New research from Aberdeen (available here) points to the growing need for improved demand management in discrete industries. The research identifies a variety of pressures that are forcing companies to focus on improving their demand management capabilities, including: rising customer service expectations, global supply chains resulting in increased lead-times, volatile market resulting in high uncertainty in demand, need to utilize expensive assets with maximum efficiency, pressure from stockholders to reduce inventory and competition from global brands.
The research also finds that Best-in-Class companies are 2.5-times more likely than all others to have a clear owner of the consensus forecast. In discrete industries, the sales inventory and operations planning process is gaining foothold. The owner of the consensus forecast thus then is the same as the S&OP process owner. This is an important trend because in the past there has been very limited attention paid towards balancing supply, demand and inventory. The challenge is exacerbated due to multiple channels of selling products.

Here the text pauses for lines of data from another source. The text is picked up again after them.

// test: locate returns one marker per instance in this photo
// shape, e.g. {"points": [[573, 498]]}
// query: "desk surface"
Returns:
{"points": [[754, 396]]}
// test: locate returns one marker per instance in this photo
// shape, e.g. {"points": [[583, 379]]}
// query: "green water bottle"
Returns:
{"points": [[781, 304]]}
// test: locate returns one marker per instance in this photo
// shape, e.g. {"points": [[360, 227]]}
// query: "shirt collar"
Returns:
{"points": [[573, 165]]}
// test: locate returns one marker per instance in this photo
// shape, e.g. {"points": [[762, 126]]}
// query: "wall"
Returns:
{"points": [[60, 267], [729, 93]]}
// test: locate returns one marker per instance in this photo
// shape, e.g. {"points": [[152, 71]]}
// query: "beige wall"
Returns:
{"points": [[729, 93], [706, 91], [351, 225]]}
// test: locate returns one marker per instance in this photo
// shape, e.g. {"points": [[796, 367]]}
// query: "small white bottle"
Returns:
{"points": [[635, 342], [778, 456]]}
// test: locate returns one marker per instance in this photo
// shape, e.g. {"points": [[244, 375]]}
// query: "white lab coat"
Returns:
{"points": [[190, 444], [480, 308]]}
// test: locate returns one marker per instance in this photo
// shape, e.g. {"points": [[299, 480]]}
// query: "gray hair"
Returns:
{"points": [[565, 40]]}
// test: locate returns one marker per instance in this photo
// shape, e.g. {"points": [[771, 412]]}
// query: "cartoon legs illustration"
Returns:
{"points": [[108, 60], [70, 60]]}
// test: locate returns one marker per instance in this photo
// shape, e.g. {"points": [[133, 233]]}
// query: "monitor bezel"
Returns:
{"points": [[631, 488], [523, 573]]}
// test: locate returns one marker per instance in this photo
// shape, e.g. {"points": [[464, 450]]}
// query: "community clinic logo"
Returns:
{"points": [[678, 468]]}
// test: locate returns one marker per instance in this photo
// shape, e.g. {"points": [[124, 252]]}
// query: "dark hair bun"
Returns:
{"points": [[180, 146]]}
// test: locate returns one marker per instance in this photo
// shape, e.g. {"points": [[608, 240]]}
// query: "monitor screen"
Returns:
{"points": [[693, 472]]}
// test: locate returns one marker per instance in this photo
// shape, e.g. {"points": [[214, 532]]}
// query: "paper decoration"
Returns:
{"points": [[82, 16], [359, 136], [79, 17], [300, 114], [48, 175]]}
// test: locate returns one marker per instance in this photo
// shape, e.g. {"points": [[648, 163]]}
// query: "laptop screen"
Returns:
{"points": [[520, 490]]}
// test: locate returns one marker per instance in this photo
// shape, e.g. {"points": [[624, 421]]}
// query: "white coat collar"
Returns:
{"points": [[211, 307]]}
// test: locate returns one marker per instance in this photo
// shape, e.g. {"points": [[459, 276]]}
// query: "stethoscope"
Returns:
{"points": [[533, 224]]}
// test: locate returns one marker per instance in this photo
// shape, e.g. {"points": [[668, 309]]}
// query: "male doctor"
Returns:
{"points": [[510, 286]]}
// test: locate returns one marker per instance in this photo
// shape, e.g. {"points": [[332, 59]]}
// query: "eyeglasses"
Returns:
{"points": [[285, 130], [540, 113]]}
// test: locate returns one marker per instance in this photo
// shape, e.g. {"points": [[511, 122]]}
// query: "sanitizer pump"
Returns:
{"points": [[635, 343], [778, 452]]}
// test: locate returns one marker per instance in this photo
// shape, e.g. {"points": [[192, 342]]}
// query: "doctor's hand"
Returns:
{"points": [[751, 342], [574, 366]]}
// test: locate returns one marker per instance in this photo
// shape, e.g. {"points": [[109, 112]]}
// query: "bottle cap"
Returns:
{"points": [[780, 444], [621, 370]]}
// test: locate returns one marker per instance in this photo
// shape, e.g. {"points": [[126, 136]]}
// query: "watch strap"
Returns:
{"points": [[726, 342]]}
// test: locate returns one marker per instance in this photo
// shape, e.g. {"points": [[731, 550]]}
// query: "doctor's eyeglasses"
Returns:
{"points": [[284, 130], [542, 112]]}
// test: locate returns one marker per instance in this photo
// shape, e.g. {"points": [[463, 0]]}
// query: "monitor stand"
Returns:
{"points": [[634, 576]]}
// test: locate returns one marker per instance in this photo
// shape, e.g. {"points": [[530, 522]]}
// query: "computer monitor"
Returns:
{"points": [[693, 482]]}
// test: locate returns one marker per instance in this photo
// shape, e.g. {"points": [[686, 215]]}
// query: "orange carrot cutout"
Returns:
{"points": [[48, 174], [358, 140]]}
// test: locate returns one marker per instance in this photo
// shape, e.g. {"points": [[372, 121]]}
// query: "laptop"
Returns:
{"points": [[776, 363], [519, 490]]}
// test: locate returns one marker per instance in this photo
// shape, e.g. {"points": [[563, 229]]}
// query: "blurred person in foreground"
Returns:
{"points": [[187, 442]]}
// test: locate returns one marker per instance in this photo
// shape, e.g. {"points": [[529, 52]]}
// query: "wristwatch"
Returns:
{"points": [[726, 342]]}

For too long companies purchased applications that were focused on a single issue - demand planning applications that focused strictly on gaining an accurate picture of demand and supply chain planning applications that focused on the creation of a supply plan to meet the demand plan. While planning plays a vital long-term role, as companies seek to become more demand-driven in light of the market forces that Aberdeen identifies, they face the reality that you can’t plan the customer. The premium then shifts to being able to respond to change as it occurs. To do so you need to empower people with the visibility and tools to quickly evaluate the impact of change and figure out what course corrections are required to balance supply, demand and inventory. Doing so requires an integrated view of all three – a view based on real operational data and not some model of the real world that prevents you from taking action based on an understanding of what’s possible and what the impact of your actions would be.
Demand management is increasingly the focus for companies seeking to become more demand-driven, and the defition of demand management is all about demand sensing, demand shaping and the ability to profitably respond to demand changes.